# Need aquarium lighting advice



## spec v (Aug 8, 2008)

Hi all

I have a 29G (30x12x16tall) tank that I want to use to consolidate my 2 smaller planted tanks (10G-15W, 6G-9W) into. I was looking into getting the Coralife Freshwater 30" 1x65W PC fixture, but it seems they are no longer made. I plan on keeping the low light plants from these tanks in a larger, low-tech setup (no CO2), namely, java fern, anubius, cryptocoryne varietals, some valisneria spiralis, dwarf sagitarria subulata.

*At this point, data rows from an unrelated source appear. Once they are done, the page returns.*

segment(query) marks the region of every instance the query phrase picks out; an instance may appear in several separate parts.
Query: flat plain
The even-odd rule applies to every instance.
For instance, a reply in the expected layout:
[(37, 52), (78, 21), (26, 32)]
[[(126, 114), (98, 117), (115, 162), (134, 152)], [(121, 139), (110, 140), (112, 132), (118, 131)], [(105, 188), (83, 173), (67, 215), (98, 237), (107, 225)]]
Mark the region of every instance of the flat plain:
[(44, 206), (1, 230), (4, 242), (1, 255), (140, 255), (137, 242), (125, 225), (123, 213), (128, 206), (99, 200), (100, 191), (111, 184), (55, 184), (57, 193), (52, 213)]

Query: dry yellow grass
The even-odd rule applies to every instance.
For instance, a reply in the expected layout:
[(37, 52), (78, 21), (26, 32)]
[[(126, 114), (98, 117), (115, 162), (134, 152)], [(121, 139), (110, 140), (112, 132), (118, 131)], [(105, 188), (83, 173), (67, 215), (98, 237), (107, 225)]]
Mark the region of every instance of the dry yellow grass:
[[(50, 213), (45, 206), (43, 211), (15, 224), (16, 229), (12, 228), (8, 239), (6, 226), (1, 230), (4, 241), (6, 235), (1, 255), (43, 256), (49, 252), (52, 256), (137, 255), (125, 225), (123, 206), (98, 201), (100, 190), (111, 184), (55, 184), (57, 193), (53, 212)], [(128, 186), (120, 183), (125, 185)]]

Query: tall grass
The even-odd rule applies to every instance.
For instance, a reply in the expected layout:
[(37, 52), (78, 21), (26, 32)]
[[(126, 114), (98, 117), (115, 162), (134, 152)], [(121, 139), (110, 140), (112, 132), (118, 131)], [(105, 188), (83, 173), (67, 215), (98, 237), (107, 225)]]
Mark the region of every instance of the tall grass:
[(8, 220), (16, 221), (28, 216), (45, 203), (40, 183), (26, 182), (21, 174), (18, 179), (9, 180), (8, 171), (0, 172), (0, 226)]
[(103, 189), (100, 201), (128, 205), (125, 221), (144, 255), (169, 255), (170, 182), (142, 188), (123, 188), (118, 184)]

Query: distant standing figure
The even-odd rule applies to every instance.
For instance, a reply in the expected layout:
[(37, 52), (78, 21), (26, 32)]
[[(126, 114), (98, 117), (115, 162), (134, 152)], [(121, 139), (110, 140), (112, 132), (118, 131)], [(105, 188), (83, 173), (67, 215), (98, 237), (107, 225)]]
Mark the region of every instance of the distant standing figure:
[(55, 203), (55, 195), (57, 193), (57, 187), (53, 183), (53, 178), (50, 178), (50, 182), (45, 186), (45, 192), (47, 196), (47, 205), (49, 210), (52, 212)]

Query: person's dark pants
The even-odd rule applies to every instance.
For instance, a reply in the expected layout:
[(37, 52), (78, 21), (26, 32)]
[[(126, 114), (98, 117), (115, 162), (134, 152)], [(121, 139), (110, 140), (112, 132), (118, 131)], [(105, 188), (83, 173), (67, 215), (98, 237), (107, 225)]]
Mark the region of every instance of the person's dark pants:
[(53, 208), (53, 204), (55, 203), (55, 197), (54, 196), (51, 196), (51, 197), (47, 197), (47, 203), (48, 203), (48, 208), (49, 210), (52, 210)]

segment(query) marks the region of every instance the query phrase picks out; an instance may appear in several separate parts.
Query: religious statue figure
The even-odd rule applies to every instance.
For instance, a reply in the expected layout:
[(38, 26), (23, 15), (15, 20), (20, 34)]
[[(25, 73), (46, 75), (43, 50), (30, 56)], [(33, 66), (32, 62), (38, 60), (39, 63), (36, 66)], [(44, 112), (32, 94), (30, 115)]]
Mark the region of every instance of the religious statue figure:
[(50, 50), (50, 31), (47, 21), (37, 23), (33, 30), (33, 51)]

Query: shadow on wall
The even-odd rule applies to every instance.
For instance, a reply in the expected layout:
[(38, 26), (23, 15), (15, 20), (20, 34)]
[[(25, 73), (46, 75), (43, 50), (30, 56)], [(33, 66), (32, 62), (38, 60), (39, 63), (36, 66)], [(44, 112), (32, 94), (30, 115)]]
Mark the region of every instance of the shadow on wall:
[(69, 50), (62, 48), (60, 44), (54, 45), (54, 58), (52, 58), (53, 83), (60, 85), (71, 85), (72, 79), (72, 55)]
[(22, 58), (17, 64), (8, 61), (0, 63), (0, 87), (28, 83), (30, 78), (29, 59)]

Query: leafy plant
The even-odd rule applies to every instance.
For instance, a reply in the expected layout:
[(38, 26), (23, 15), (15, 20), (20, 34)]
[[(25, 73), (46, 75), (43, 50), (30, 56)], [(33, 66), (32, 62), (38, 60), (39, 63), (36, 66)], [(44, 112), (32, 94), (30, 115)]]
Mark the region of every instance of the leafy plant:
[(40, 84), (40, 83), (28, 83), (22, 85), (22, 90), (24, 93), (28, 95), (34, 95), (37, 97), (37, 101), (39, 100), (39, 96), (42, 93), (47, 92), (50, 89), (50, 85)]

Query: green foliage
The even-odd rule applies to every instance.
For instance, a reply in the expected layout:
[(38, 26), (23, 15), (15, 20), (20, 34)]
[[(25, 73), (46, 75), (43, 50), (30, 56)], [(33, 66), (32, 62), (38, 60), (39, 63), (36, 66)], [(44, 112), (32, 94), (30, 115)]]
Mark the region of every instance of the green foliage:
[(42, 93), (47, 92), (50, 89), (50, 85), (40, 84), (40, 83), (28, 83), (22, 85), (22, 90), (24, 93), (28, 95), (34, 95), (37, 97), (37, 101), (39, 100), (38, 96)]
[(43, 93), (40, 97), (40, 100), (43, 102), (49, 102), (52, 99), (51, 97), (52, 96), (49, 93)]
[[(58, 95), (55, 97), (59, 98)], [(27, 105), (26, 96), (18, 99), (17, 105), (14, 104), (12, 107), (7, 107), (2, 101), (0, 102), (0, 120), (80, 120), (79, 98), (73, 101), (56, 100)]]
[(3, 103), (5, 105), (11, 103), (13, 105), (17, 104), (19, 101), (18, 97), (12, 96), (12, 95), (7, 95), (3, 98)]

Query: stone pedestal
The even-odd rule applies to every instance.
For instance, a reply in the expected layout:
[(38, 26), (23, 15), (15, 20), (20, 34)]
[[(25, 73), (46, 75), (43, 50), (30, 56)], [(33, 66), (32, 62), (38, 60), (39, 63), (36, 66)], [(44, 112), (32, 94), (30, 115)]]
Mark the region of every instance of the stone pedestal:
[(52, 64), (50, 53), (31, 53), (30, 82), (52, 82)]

I would like to stick to the 2WPG guideline, so as not to bloom algae. It looks as though T5HO is the way I'm heading. I'm looking at this right now as a potential solution: http://www.marineandreef.com/AquaticLife_30_inch_T5_HO_Lamp_Fixture_Freshwater_p/ral20143.htm

Is this too much lighting for what I need?
Any ideas, comments or suggestions?
Where can I get such a fixture in Canada?


----------



## CallMeKenny (Aug 26, 2010)

I find DIY to be the cheaper and easier to customize for your needs, if you can take the time to do it.


----------



## spec v (Aug 8, 2008)

DIY, not so much.

Anyone else have any input?

I have done a little reading, and am looking into the AquaticLife T5HO 2x31W fixture from Big Al's.


----------



## Kooka (Feb 8, 2011)

I have the same Aquaticlife t5HO light on my 25 gal and it's very good. You might get some algae issues initially as it's considered moderate to high light, but if you stock your tank well with plants and do once a week water changes you should be fine.


----------



## spec v (Aug 8, 2008)

Thanks, appreciate the response.


----------